Algernon Cargill, who is also the Government's director of aviation, told the Abaco Business Outlook webinar that $30m has been spent on rebuilding BPL's infrastructure with another $5m going to the redevelopment of Marsh Harbour's Leonard Thompson International Airport.
“We have invested $5m in the airport," he said. "Some of the major works completed include the air conditioning, which was a $500,000 project. We have signed a contract to conduct renovations to the building. Treasure Cay airport will be demolished and will be turned into a fixed base operation (FBO). There is a need to close the Treasure Cay airport.
“It is our goal to get the [Marsh Harbour] airport better than what it was before, and we are working on a new conveyor belt and other facilities to improve the airport. Marsh Harbour’s airport was our second busiest airport prior to Hurricane Dorian. We are very happy with the plans we have in place in conjunction with the government, the IDB (Inter-American Development Bank) and the DRA.”
“We are also talking to companies to develop a RFP (request for proposal) for a PPP (public-private partnership) in order to convert Marsh Harbour airport. This is on the top of our agenda.”
Turned to post-Dorian debris removal, Mr Cargill said the DRA has moved some three million cubic yards of refuse - an operation that “has provided a significant contribution to the Abaco economy".
Some $1.6m has been spent to-date on debris management, and another $2.16m on community clean up. “Incineration exercises will continue as a way for debris removal. An RFP is in development for a landfill,” Mr Cargill said. For debris that cannot be used or recycled, the DRA wants to find a way to dispose of what it cannot use.
He added that the Government has approved some 1,178 home owners for the Dorian small homes repair initiative, and spent $3.99m to-date on construction material purchase orders and a further $1.52m in allocations for approved residential proprietors.
“A solar street lighting project is being conducted in partnership with Food for the Poor NGO (non-governmental organisation), in conjunction with BPL, and this will get underway shortly. The lights have been procured and this project is very imminent," Mr Cargill said.
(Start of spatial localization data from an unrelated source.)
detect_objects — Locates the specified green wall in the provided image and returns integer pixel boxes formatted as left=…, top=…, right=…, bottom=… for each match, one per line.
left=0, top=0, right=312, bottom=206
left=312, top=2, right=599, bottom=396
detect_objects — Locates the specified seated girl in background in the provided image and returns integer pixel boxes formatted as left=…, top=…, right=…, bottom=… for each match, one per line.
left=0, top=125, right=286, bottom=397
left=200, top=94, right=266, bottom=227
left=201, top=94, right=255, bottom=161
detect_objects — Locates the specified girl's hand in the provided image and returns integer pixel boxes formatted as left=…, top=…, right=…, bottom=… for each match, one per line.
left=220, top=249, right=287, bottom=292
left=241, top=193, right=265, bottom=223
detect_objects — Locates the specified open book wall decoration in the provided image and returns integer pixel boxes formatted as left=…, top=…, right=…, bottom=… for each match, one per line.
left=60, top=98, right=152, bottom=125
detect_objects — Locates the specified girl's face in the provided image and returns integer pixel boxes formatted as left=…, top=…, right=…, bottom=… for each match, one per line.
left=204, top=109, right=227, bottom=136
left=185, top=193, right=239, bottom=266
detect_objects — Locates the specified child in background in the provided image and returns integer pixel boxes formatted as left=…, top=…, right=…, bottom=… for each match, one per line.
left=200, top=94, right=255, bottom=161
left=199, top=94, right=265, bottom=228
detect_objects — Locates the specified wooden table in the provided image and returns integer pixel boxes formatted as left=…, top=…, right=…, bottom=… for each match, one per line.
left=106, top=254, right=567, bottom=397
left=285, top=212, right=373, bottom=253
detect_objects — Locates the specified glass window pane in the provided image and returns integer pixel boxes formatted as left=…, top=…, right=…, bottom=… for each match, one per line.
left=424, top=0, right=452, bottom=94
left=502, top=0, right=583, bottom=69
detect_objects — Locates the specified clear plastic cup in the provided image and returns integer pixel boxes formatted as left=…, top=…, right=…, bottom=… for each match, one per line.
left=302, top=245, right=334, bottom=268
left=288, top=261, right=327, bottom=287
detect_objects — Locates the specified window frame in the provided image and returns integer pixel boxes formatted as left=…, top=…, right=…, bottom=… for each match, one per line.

“We are establishing P3 (PPP) partnerships with restoring commerce, with a salvage yard, temporary housing, a community centre and subdivision development."
Describing housing as a “critical priority” in Hurricane Dorian's wake, Mr Cargill pointed to the construction of 46 permanent homes in Central Pines that are being funded via private donations. He added that the Government is providing the land, and said: “Design and development of a mixed-use residential facility to be used as a community centre is underway. We have gotten global support for this facility.
"In Central Pines we are creating two 60-acre mixed-use residential lots. These lots will be good-sized properties for Abaconians, and a meeting this week will be finalised with the donor and the contractor to get the project off the ground.”